Other recent flops have come from Orphazyme’s heat shock protein amplifier arimoclomol, Brainstorm’s autologous cell therapy NurOwn, and Orion’s Simdax po; an intravenous formulation of the latter, a calcium sensitiser, is used in heart failure.
Amylyx hopes for a quick approval in ALS, but might not be the only one. It could soon become clear whether some of the other shots on goal have managed to hit their target.

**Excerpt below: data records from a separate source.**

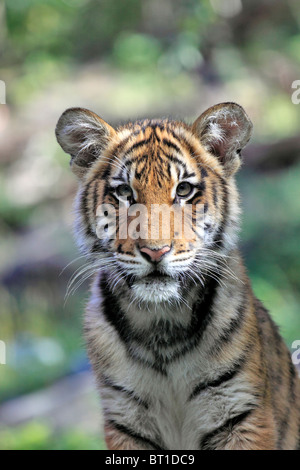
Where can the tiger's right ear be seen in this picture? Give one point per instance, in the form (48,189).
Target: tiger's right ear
(83,135)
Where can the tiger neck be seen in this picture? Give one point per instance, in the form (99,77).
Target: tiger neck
(153,324)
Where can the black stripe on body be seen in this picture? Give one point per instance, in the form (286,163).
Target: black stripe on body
(138,437)
(225,377)
(84,210)
(218,239)
(234,326)
(209,441)
(161,336)
(170,144)
(285,421)
(109,383)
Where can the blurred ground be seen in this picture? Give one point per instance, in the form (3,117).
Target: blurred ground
(126,60)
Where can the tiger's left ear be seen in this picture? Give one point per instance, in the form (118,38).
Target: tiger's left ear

|Selected ALS projects in mid-to-late-stage clinical development|
|Tofersen||Sod1 antisense oligo||Biogen/Ionis||Valor; Atlas in presymptomatic adults with Sod1 mutation||Valor data due H2 2021; Atlas ends Aug 2026|
|Alsitek (masitinib)||CD117, FGFR3 & PDGFR antagonist||AB Science||AB19001||Ends Dec 2022; study restarted in Aug 2021 after being suspended in Jun 2021|
|Reldesemtiv||Troponin activator||Cytokinetics||Courage-ALS||Ends Dec 2023|
|Jacifusen (ION363)||Fused in sarcoma antisense||Ionis||NCT04768972||Ends Mar 2024|
|AMX0035 (sodium phenylbutyrate + taurursodiol)||Histone deacetylase inhibitor + bax inhibitor||Amylyx||Phoenix not yet recruiting||Amylyx plans US filing based on positive ph2 Centaur data|
|CuATSM||Copper-containing synthetic small molecule||Collaborative Medicinal Development||NCT04082832||Primary completion date Dec 2020 but still recruiting|
|Zilucoplan||Complement factor C5 inhibitor||UCB||HEALEY ALS Platform Trial – Regimen A*||Ends Oct (previously Mar) 2021|
|Verdiperstat||Myeloperoxidase enzyme inhibitor||Biohaven||HEALEY ALS Platform Trial – Regimen B*||Ends Oct (previously Mar) 2021|
|CNM-Au8||Elemental gold nanocrystals||Clene Nanomedicine||HEALEY ALS Platform Trial – Regimen C*; ph2 Rescue-ALS||Healey C ends Oct (previously Mar) 2021; Rescue-ALS data due Q4 2021|
|Pridopidine||Sigma-1 receptor agonist||Prilenia||HEALEY ALS Platform Trial – Regimen D*||Ends Mar 2022|
|MN-166 (ibudilast/Ketas)||Phosphodiesterase inhibitor||Medicinova||Combat-ALS||Ends Dec 2023|
|PrimeC (ciprofloxacin + celecoxib||Antibiotic/Cox-2 inhibitor & NSAID||Neurosense Therapeutics||NCT04165850||Ended Jan 2021|
|ALZT-OP1a (cromolyn + ibuprofen)||Mast-cell stabiliser/NSAID||Aztherapies||NCT04428775||Ended Jul 2021|
|RT001||Synthetic omega-6 fatty acid||Retrotope||NCT04762589||Ends Sep 2021|
|BLZ945||CSF-1 inhibitor||Novartis||NCT04066244||Ends Sep 2021|
|PU-AD||Heat shock protein 90 inhibitor||Samus Therapeutics||NCT04505358||Ends Dec 2021|
|ANX005||Anti-complement factor C1q MAb||Annexon Biosciences||NCT04569435||Data due 2022|
|3K3A-APC||Activated protein C analogue||ZZ Biotech||NCT05039268*||Ends Jan 2022|
|AT-1501||Anti-CD40L MAb||Eledon Pharmaceuticals||NCT04322149||Ends Mar 2022|
|Empaveli||Complement factor C3 inhibitor||Apellis||Meridian||Ends Sep 2022|
|Engensis||HGF gene therapy||Helixmith||Revivals-1A||Ends Dec 2022|
|Trametinib (SNR1611)||Mek inhibitor||Genuv||Ph1/2, NCT04326283||Ends Dec 2022|
|WVE-004||C9orf72 antisense oligo||Wave Life Sciences||Ph1/2 Focus-C9; also includes pts with FTD||Ends Feb 2023|
|RNS60||Oxygen nanobubbles||Revalesio||NCT02988297 (nebulised version)||Ends Dec 2023|
|Q-Cells||Human glial restricted progenitor cells||Q Therapeutics||Ph1/2, NCT02478450||Ends Dec 2023|
|AL001||Sortilin inhibitor||Alector/ Glaxosmithkline||Not available||First pt dosed Sep 2021|
|*Investigator-sponsored study. Source: Evaluate Pharma & clinicaltrials.gov.|
The table in this story has been updated to include Neurosense's PrimeC.